Proje inşaatı önümüzdeki ekim ayında başlarken yıl sonuna kadar caminin ibadete açılacağı, ancak çalışmaların devam edeceği bildirildi. Projenin 18 ay sonra tamamlanması hedefleniyor. Proje kapsamında yıkılacak yerler arasında Kuzey Hendeği Gösteri Alanı, kafeterya, satış dükkanı, İç Kale’de cam batığı salonu, laboratuvar, müdür odası, sikke ve mücevher deposu, yönetime ait yapılar, ihtisas elemanlarının odaları, Amfora Sergi Salonu, Bronz Çağı Batıkları Salonu, Karyalı Prenses Salonu, Komutan Kulesi gibi mekanlar bulunduğunu belirten arkeolog Aykut Özet, kalede 25 yıl görev yaptığını söyleyerek, “Ben Bodrum Sualtı Arkeoloji Müzesi’nin eski bir çalışanı ve yöneticisi olarak, Türk müzeciliğinin yüz akı olan bu kalenin tahribatına karşıyım. Sağduyu sahiplerini de bu yıkıma karşı çıkmaya çağırıyorum” dedi.

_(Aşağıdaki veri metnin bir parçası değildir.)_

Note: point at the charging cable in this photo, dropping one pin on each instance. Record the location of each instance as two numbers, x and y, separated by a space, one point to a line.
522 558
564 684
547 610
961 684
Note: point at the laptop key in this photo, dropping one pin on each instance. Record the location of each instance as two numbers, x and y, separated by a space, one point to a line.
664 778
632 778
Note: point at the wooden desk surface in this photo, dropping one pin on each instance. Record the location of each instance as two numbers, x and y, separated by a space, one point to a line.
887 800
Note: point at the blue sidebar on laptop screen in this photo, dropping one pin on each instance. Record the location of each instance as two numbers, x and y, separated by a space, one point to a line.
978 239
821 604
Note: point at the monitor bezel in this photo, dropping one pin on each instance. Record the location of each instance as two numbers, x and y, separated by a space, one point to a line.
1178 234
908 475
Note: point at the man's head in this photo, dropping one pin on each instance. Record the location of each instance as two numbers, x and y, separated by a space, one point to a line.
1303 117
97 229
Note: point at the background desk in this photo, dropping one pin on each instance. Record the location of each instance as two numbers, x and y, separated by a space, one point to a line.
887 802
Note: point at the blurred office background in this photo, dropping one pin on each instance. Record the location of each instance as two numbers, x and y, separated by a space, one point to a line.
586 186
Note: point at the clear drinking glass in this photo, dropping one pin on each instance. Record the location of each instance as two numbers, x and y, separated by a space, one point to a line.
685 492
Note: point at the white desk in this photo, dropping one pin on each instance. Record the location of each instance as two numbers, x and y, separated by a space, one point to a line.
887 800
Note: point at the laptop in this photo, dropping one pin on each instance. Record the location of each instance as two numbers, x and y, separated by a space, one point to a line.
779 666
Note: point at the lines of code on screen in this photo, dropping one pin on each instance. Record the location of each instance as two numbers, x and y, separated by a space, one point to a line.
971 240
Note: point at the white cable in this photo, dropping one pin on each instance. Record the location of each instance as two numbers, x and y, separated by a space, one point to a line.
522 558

Arkeolog ve profesyonel rehber Canan Küçükeren ise Bodrum Kalesi’nin içindeki müze ve diğer yapıların yıkılıp yeniden restoresi için ayrılan ihale bedelinin 30 milyon TL olduğunu açıkladı. Küçükeren, “Dünyanın övgüsüne mazhar olmuş ve Türkiye’ye binlerce dolar gelir getiren bir tarihi mekanı yıkmak niye? Bodrum’a Karya Müzesi, Sandalet, Sünger, Etnoğrafya Müzesi gibi yeni müzeler inşa etmek varken bu yıkımın artniyetli olmadığını düşünmek bile istemiyorum. Kale sadece Bodrum’un değil Türkiye’nin gururudur ve her gezenin hayranlık duyduğu bir yerdir. Kale SİT alanıdır, yıkım mutlaka fiziki zarar verecektir. Ayrıca kalenin aylarca kapalı kalması zaten kötü olan turizme bir darbe daha değil midir” diye konuştu.
“YAŞAYAN MÜZEYİ ÖLDÜRMEK İÇİN PARA HARCIYORLAR”
Bodrum Sualtı Arkeoloji Müzesi’nde 30 yıl müdürlük yapan Türkiye’nin ilk sualtı arkeoloğu Oğuz Alpözen yaptığı açıklamada kaledeki tüm tarihi mekanların yok edileceğini iddia etti. Bu kaleyi canlı müze haline getirerek onlarca uluslararası ödül kazandıklarını hatırlatan Alpözen şöyle konuştu:
“Bodrum Kalesi’ni sıfırdan yapmak, yaşayan müzeyi öldürmek için bir de para harcıyorlar. Burada Uluburun Batığı; dünyanın en eski gemisi sergileniyor. Ziyaretçiler hem gemiyi hem içindeki eserleri birebir görebiliyor böyle bir sergileme dünyada yok. ‘Biz binayı aynen korumak için yapıyoruz’ diyorlar ama zaten bina korunuyor. İçindeki gemiden ne istiyorsunuz, onu da söküp atacaklar. Bunlar kolay yapılmadı bunda bir alınteri Bodrum halkının bütünleşmesi vardı. Şimdi bu değerler 30 milyon liralık bir ihale ile sıfırlanacak.”